When Mark Eaton-Lees tucked himself into the backseat of his Volkswagen Polo each night, wrapped in a duvet and hope, he had no idea that one day he’d be walking across a graduation stage with first-class honours.
The Wolverhampton native left his recruitment job chasing a dream, to start a scuba diving center. But when the room he arranged to rent fell through, all he had left was his car and a free restaurant parking lot in Exeter. “I bought a pillow and a duvet and slept in my Volkswagen Polo,” Mark said. “It was scary, but I knew then that I couldn’t go on as I was.”

He applied for work, but with no clean clothes or facilities, office jobs were out of reach. After a health scare he believes was early hypothermia, he leaned on family and moved back home.

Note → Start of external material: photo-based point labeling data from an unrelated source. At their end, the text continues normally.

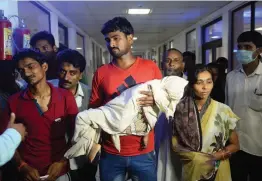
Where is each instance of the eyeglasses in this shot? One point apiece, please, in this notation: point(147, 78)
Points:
point(258, 94)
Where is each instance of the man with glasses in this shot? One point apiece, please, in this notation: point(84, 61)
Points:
point(48, 114)
point(44, 42)
point(244, 96)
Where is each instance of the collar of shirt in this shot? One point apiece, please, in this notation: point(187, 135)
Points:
point(55, 96)
point(79, 91)
point(258, 70)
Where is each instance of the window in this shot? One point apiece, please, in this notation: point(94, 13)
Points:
point(63, 35)
point(160, 57)
point(191, 41)
point(93, 56)
point(212, 41)
point(36, 17)
point(258, 17)
point(80, 45)
point(171, 44)
point(98, 58)
point(213, 31)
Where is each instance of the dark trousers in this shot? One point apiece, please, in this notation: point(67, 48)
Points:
point(244, 166)
point(86, 173)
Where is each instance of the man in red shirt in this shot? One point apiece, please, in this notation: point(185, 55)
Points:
point(48, 114)
point(109, 81)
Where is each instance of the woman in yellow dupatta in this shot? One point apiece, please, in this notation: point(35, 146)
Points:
point(204, 131)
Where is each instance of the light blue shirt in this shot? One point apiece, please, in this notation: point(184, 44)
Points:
point(9, 141)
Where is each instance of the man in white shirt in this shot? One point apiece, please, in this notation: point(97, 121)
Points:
point(71, 66)
point(244, 96)
point(169, 167)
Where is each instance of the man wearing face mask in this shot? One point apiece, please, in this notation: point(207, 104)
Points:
point(174, 64)
point(44, 42)
point(244, 96)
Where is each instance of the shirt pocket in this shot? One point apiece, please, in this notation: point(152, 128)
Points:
point(256, 100)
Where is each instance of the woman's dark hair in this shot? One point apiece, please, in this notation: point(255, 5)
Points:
point(199, 68)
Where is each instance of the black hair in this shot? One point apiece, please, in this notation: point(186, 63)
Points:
point(251, 36)
point(118, 24)
point(42, 35)
point(213, 65)
point(73, 57)
point(190, 54)
point(222, 60)
point(174, 49)
point(199, 68)
point(29, 53)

Then, a chance meeting changed everything.
While working as a long-distance courier, Mark met a young homeless man. “All he wanted was some stability – a job and a place to live,” Mark said. “That conversation changed me. Rebuilding my own life wasn’t enough. I wanted to be part of the solution.”

That desire launched a journey. In 2022, he began studying criminology and social policy at Swansea University. “It’s helped me explore how homelessness is criminalised,” he said. He also started volunteering with Shelter Cymru, Llamau, Crisis, and Expert Link, and now works with the Bevan Foundation on research into homelessness and children.
Next stop? A master’s in social research at the University of Sheffield. “It might sound strange, but I’m glad I went through it. That experience shaped who I am.”